Minister for Education and Training, Simon Birmingham, said the rising international student numbers came on top of growth of around 10.5% since the current Government came to power in 2013, adding that the country's first National Strategy for International Education 2025 will support continued growth.

International Students


'In 2017 Australia hosted a record number of international students as more than 550,000 students from over 190 different nations flocked to our shores. The Government recognises the importance of our international education system,' he pointed out.

'Our international education system is critical in Australia's economic prosperity as we continue to transition from an economy built on the success of the mining and construction boom to an economy based on knowledge, services and innovation,' he added.

The first three months of data captured data for students starting their higher education in the first semester of 2017, as well as students commencing full year courses in vocational education and training and in schools.

Assistant Minister for Immigration and Border Protection Alex Hawke confirmed that the Department of Immigration and Border Protection (DIBO) had received more than 111,000 student visa applications in the first quarter of 2017, up from around 94,000 for the same period in 2016.

'This is a significant increase compared to the same time in the previous year and symbolises the efforts Australia has undertaken to attract international students,' he said.

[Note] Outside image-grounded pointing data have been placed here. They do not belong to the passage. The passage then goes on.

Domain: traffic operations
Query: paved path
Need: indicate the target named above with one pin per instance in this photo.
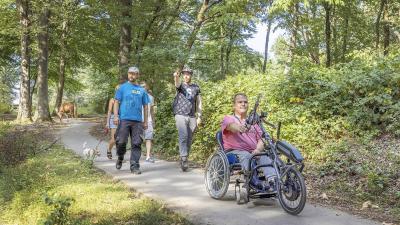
(186, 194)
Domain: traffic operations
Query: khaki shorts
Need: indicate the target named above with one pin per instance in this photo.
(149, 132)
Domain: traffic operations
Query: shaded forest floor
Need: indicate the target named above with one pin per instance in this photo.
(339, 184)
(42, 182)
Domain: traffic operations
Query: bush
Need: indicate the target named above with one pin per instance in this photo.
(17, 143)
(317, 105)
(5, 108)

The figures also show that all education sectors had experienced growth in international students during the first quarter of 2017. English Language Intensive Courses for Overseas Students sector (ELICOS) increased by almost 38%, the Higher Education sector by almost 23% and the VET sector by almost 13%.

Birmingham said the new data coincided with today's release of education export income results by the Australian Bureau of Statistics, confirming a record $22.4 billion added to the Australian economy in 2016 from international education, with positive contributions shared across all states and territories.

'International education is our third largest export after iron ore and coal and continues to play a vital role in our national economic and social prosperity,' he added.